Pregevole la colonna sonora, nel connubio felicissimo tra trenodia del canto italiano, durezza delle chitarre metal e solennità quasi ecclesiastica della musica classica: archi, colonne, volte e cattedrali si erigono nelle sinfonie, come sempre accade; tutto questo unito alla magia delle ambientazioni, i luoghi isolati, le case coloniche, i paesaggi campestri; e la torre di Antonello ombroso, sinistro profeta, triviale rivelatore, psicotico lucidissimo giudice; e il giardino filosofico della poetessa, personaggio radioso e malinconico, intriso di verità distese, di afflati mistici, di sensi definitivi ed eterni; e i grandi ambienti spettrali da tempo abbandonati, le ampie invetriate ospedaliere, gli oscuri dipinti murari: ognuno di questi elementi dona alla pellicola il carattere di soglia, di margine al sacro, incantesimo soave e feroce, che evoca senza pudore il mistero svelato dell’amore.

Dunque Rebeniza porta infine a termine il mandato, il suo documentario sull’amore si è svolto così, vivendo i sentimenti contrastanti che scivolano l’uno nell’altro rendendoci inermi e sospinti, creature alla perenne ricerca di uno spirito affine, tra affezione e ostilità, tra amplesso e omicidio, tra dolcezza e violenza, spesso nel rimpianto e nel rimorso: dono e distruzione, sorriso nel pianto, desiderio che scava, navigando l’errore, sempre sull’orlo del tradimento.
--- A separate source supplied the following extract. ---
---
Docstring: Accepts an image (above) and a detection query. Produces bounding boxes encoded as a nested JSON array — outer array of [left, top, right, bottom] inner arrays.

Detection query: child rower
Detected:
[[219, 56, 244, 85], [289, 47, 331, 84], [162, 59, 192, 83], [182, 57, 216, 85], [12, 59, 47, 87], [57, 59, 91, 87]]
Si leva come un effluvio, nei giorni a seguire, da quest’opera, l’idea che ogni nostra vita sia un lungo, incompiuto documentario sull’amore, inintelligibile a chi vi è protagonista; nella ricerca eterna di quell’istante in cui esser certi di qualcuno, sapere che non ci tradirà, per farne il perno di ogni cosa.

Apprezzabilissima la qualità delle riprese, l’alternarsi di chiarori e visioni umbratili nella nitidezza della fotografia, e il potente senso metafisico di alcune scene e passaggi, facilitati in questo da un accorto uso degli effetti speciali: un lavoro cinematografico desto, risoluto, seducente, un’affermazione forte di creatività indipendente.

Bonetti è qui regista, ma si conserva poeta: elargisce sé stesso e il proprio annuncio, ribadendone la non finalizzazione. In un mondo in cui tutto è utile, messo a frutto, escogitato, reso cenere nel calcolo, ecco la poesia, gridata in un soffio, eretta in una gora: asserzione necessaria di presenza, grido d’ossimoro tra splendore e dolore: l’angelo tremendo, direbbe Rilke, la piaga gelida di luce dell’intera umanità. Un messaggio il suo che, come quello oracolare che la poetessa ha pronunciato nel suo giardino degli incanti, «si condivida o meno, non può davvero lasciare indifferenti».

Isabella Bignozzi

* Rebeniza – L’ombra del maestro è il nuovo film di Leonardo Bonetti presentato il 10 agosto 2021, da Massimo Gazzè e Raffaele Rivieccio in prima nazionale, all’Arena Elsa Morante, nel contesto della rassegna cinematografica dell’Estate Romana.